サービス・ギャップ

日本でもらったWINDOWS MEのノートパソコンを、北京でADSLにつなげようと思ったがつながらない。たらいまわしを覚悟して、半ば絶望的に中国のNTTにあたる電話会社、中国網通(チャイナネットコム)に電話したところ、案内係のお姉さんは懇切丁寧だった。

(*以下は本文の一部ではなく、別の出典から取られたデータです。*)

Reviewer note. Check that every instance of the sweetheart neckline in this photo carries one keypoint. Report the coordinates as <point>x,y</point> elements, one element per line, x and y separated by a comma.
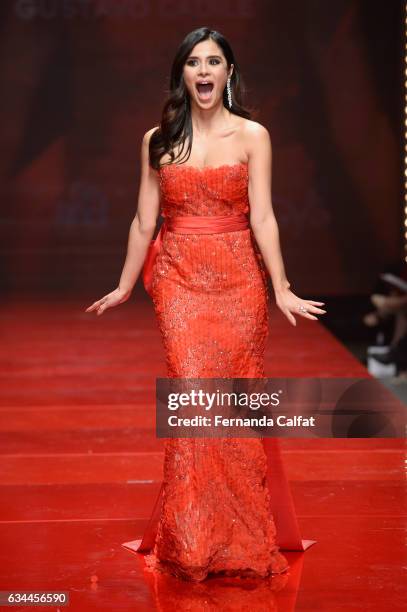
<point>204,167</point>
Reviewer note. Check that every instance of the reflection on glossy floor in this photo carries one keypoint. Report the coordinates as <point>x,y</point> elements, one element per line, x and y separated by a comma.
<point>80,469</point>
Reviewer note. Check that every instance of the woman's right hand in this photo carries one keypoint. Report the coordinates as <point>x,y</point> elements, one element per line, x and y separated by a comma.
<point>114,298</point>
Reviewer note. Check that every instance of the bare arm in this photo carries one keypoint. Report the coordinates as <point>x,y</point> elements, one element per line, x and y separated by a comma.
<point>264,224</point>
<point>141,232</point>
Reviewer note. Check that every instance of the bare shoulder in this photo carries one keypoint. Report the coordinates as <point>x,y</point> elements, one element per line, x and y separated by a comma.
<point>255,133</point>
<point>148,134</point>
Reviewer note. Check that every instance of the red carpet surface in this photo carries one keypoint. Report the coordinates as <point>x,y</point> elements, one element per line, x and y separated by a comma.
<point>81,467</point>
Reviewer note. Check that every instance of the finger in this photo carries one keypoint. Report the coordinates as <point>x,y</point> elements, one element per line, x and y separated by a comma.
<point>92,307</point>
<point>315,309</point>
<point>307,315</point>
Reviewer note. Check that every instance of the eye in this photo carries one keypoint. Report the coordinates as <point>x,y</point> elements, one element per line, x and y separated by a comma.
<point>214,61</point>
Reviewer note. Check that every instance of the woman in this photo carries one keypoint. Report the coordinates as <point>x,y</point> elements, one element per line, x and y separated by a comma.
<point>206,273</point>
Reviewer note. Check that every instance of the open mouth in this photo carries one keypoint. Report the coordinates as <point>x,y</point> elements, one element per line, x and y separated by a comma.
<point>204,90</point>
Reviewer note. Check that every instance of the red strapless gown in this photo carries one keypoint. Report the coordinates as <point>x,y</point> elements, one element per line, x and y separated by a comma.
<point>221,499</point>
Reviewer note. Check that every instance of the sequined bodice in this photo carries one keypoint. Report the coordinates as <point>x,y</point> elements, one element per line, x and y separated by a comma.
<point>213,190</point>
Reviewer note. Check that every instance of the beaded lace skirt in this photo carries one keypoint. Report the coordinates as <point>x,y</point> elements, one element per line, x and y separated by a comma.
<point>211,302</point>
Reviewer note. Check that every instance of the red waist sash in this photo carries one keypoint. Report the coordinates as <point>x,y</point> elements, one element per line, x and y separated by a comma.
<point>190,224</point>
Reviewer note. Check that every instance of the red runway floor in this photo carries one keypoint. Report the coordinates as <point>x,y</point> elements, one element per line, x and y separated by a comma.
<point>80,470</point>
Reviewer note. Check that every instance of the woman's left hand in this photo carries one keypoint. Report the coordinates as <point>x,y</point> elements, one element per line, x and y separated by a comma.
<point>288,303</point>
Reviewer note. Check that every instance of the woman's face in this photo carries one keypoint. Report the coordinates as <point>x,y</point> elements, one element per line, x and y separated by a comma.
<point>206,64</point>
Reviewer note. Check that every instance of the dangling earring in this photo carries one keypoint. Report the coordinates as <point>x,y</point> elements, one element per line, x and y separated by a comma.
<point>229,92</point>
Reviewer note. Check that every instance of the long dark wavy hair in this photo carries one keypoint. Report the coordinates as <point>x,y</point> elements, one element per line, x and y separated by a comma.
<point>176,126</point>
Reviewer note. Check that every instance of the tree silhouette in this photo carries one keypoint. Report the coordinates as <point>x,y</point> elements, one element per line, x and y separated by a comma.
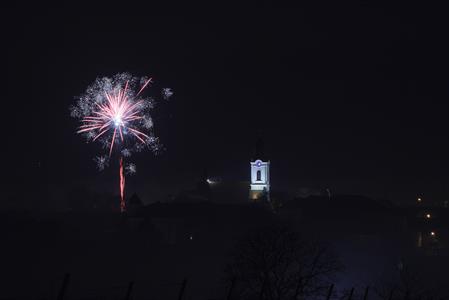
<point>276,263</point>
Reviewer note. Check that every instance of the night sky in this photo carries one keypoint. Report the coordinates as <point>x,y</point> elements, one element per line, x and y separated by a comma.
<point>351,96</point>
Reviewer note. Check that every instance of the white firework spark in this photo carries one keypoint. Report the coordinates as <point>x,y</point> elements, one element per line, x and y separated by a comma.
<point>102,162</point>
<point>167,93</point>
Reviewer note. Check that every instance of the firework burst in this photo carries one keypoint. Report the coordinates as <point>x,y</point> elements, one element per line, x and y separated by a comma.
<point>114,113</point>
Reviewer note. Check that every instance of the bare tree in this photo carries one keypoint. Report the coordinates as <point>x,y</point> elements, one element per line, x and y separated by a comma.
<point>276,263</point>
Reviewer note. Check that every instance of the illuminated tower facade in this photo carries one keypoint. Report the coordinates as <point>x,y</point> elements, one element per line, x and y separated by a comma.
<point>260,175</point>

しかし、日本で英語やカタカナ名のついた各部名称、OSとかネットワークカードはこちらでは漢字を使った意訳の中国語名となる。これを電話口で、中国語で言われてもさっぱりよくわからない。たとえば、「お客様のシートンは何ですか?」「シートン…?」「ピングオですか?」「林檎(ピングオ)…。ああ、系統(シートン)ね。OSはアップルではなくて」「OS?アップル?」とか、「お客様のマオのドンはいくつですか?」「マオって動物の猫(マオ)?」「いいえ、ですから、マオです。ドンがありますよね?」「ドン…ドンって灯(ドン)?光ってるやつ?」「そうです!」とか、「お客様のワンカーに問題があるのではないでしょうか」「カー…、カーというのはカードですね。ワン…ああ、網カー、ネットワークカードですか?」「ネット???」という具合。


お互い拉致があかないので、英語の案内サービスに電話を回してもらい、名称部分だけ英語で説明してもらったところ、要するに私の手元にあったモデム付属のCD-ROMでは、ドライバをインストールができないことがわかった。案内のお姉さんは「あとで、係りの者がお持ちします」という。礼を言って電話を切り、どうせすぐには来ないだろうし、2、3日待って連絡がなければまた連絡してみようと、朝風呂に入る準備をしていると、再び電話がなった。


電話局の係りのお兄さんからで、「この後、うかがってもいいですか」という。「いいですよ」と言ったものの、やはりいつくるかはわからない。夕方ごろにでも来るのかなあと思ってシャワーをあびていたら、20分後にピンポンとドアベルがなった。


すばらしく迅速な対応なのである。急いで服を着て、お兄さんを招きいれると、さわやかな20代後半くらいの彼は、さくさくとインストールまでやってくれる。それで万事解決か、と思ったところ、お兄さんがフリーズした。どうやら私のパソコン内の何かと、インストールソフトがコンフリクトを起こして、インストールが進まない。


お兄さんは神妙な顔で、何度も同じボタンを押すのだが、それ以上のことはできなそうだった。しかたないので、「パソコンメーカーにでも聞いてみるとよ」と告げると、「すみませんね!」と笑顔になった彼は、さっさと引き上げて行った。


サービスはすばらしく完璧だったが、結局、振り出しにもどってしまった。なお、前述の「マオ」というのは「猫(マオ)」ではなく、モデムのことだそうで、「MAO」と表記するのだという。なるほど、さっぱり漢字が思いつかなかったわけである。